We think things must be pretty fucked when even the GOP cheerleaders over at The Detroit News are saying, "Whoa now, wait a minute."

In a column published Thursday, the paper's editorial page editor Nolan Finley writes that "Snyder should veto Legislature's power grab."

"Legislative Republicans used the lame-duck session to push the limits of their constitutional authority," Finley writes. "Gov. Rick Snyder should use his veto pen to keep policymaking in its proper lane."

In a rare moment, we agree with Finley here. But his plea feels too little, too late.

This is after years of the paper using it's editorial pages to boost the governor's worst policies. Take, for example, its poorly timed assertion that the emergency manager law works — the same emergency manager law that had just poisoned Flint. Or look at its call to punish Detroit Public Schools faculty who were protesting the district's deplorable conditions, ignoring the fact that the district was at the time under Snyder-appointed emergency management.

In fact, Snyder has presided over a number of unpopular moves meant to seize power for his party, from the Republican-drawn gerrymandered legislative maps that rigged elections for GOP (which Michiganders rejected in November) to establishing that emergency manager law in the first place (which voters rejected in a referendum; Snyder tweaked the bill and passed it anyway). 

At this point, The Detroit News asking Snyder to consider the people is like Doctor Frankenstein trying to stop his monster.

Among the bills Finley mentions are one that would allow the Legislature to usurp authority from Democrat Attorney General Dana Nessel. Another would prevent the state from imposing environmental rules that are stricter than federal requirements.

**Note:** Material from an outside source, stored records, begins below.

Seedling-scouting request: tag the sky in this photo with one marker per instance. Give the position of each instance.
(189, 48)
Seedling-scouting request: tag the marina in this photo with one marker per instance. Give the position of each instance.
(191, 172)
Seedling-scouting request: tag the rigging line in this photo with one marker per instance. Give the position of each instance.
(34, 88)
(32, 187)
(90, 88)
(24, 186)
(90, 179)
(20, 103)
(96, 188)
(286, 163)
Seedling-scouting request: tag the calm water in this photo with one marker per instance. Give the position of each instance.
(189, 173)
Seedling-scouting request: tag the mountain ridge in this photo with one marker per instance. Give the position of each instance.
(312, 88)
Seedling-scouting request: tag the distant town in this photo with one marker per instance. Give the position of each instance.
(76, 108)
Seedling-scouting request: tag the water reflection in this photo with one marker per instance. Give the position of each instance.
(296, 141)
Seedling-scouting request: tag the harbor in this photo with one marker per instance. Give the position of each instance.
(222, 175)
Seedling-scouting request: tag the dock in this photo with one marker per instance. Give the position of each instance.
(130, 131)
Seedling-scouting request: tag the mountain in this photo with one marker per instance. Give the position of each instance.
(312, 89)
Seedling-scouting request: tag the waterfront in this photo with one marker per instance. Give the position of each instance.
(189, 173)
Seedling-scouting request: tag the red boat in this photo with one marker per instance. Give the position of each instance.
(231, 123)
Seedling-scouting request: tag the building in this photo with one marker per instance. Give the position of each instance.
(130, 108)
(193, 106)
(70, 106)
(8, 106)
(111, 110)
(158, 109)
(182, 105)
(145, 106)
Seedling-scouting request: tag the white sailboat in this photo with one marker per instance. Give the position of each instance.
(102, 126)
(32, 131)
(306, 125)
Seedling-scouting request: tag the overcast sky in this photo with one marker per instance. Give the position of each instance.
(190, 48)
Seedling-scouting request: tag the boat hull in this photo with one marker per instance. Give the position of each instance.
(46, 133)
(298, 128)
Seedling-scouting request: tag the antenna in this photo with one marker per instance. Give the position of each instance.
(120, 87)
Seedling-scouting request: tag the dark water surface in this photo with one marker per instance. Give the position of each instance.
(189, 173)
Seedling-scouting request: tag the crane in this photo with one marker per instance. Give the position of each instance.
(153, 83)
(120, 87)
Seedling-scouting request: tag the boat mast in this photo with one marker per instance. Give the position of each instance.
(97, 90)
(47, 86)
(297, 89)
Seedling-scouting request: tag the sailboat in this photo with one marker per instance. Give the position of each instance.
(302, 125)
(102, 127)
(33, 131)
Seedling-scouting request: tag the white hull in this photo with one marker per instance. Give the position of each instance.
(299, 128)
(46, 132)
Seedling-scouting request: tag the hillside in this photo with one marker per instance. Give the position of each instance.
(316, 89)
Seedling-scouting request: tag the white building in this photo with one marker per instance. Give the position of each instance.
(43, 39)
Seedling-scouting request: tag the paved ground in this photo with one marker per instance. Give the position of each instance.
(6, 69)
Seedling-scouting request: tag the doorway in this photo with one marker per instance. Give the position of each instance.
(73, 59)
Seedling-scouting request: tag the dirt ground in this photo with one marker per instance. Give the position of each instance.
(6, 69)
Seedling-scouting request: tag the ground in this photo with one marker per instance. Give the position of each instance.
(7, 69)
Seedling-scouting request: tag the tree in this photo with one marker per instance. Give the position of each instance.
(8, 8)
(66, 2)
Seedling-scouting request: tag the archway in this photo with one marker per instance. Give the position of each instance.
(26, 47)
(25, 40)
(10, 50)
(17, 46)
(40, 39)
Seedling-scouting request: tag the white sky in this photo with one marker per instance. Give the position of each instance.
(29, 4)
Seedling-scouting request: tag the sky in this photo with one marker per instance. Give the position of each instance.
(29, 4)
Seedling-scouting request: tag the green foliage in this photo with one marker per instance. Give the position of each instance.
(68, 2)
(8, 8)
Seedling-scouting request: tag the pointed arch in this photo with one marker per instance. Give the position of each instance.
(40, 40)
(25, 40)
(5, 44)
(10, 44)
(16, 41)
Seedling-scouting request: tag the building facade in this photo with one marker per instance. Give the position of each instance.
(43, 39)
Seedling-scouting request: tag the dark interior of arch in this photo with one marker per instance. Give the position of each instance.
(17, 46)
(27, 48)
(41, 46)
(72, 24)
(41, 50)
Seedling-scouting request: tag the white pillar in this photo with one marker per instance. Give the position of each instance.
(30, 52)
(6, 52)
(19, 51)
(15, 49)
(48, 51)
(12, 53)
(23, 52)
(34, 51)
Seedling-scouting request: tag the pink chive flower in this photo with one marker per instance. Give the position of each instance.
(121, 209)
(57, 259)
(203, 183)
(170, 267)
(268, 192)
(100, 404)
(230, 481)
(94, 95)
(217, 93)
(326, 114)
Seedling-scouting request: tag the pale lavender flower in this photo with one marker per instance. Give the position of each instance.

Of course, we don't know what Snyder will do. "We have reached this really interesting period, partly because this governor is a bit of an enigma, especially to this Legislature, but also because of the sheer volume of bills that were passed," Democratic consultant Adrian Hemond told the paper in another story. And to be fair, Snyder has already vetoed four bills. One would have allowed the auditor general access to confidential information in state agencies; Snyder called the bill "an unconstitutional overreach" that would blur the line between "the legislative and other branches."

Still, we just don't have a lot of hope for a guy who bills himself as "One Tough Nerd" to have much of a moral compass here — at least from what we've seen so far.

Maybe Snyder has one last chance to surprise us.